Coriolis effect

Figure 1: In the inertial frame of reference (upper part of the picture), the black object moves in a straight line. However, the observer (red dot) who is standing in the rotating (non-inertial) frame of reference (lower part of the picture) sees the object as following a curved path.

In physics, the Coriolis effect is an apparent deflection of moving objects when they are viewed from a rotating reference frame.
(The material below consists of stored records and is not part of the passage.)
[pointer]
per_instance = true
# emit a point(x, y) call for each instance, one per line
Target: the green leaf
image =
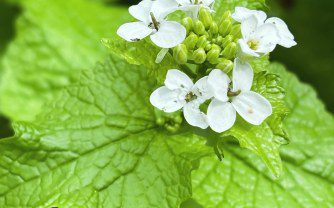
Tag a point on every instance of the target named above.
point(223, 5)
point(308, 179)
point(142, 53)
point(266, 139)
point(97, 145)
point(54, 41)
Newton's laws of motion govern the motion of an object in an inertial frame of reference. When transforming Newton's laws to a rotating frame of reference, the Coriolis force appears, along with the centrifugal force. If the rotation speed of the frame is not constant, the Euler force will also appear. All three forces are proportional to the mass of the object. The Coriolis force is proportional to the speed of rotation and the centrifugal force is proportional to its square. The Coriolis force acts in a direction perpendicular to the rotation axis and to the velocity of the body in the rotating frame and is proportional to the object's speed in the rotating frame. The centrifugal force acts outwards in the radial direction and is proportional to the distance of the body from the axis of the rotating frame.

These three additional forces are termed either inertial forces, fictitious forces or pseudo forces. These names are used in a technical sense, to mean simply that these forces vanish in an inertial frame of reference.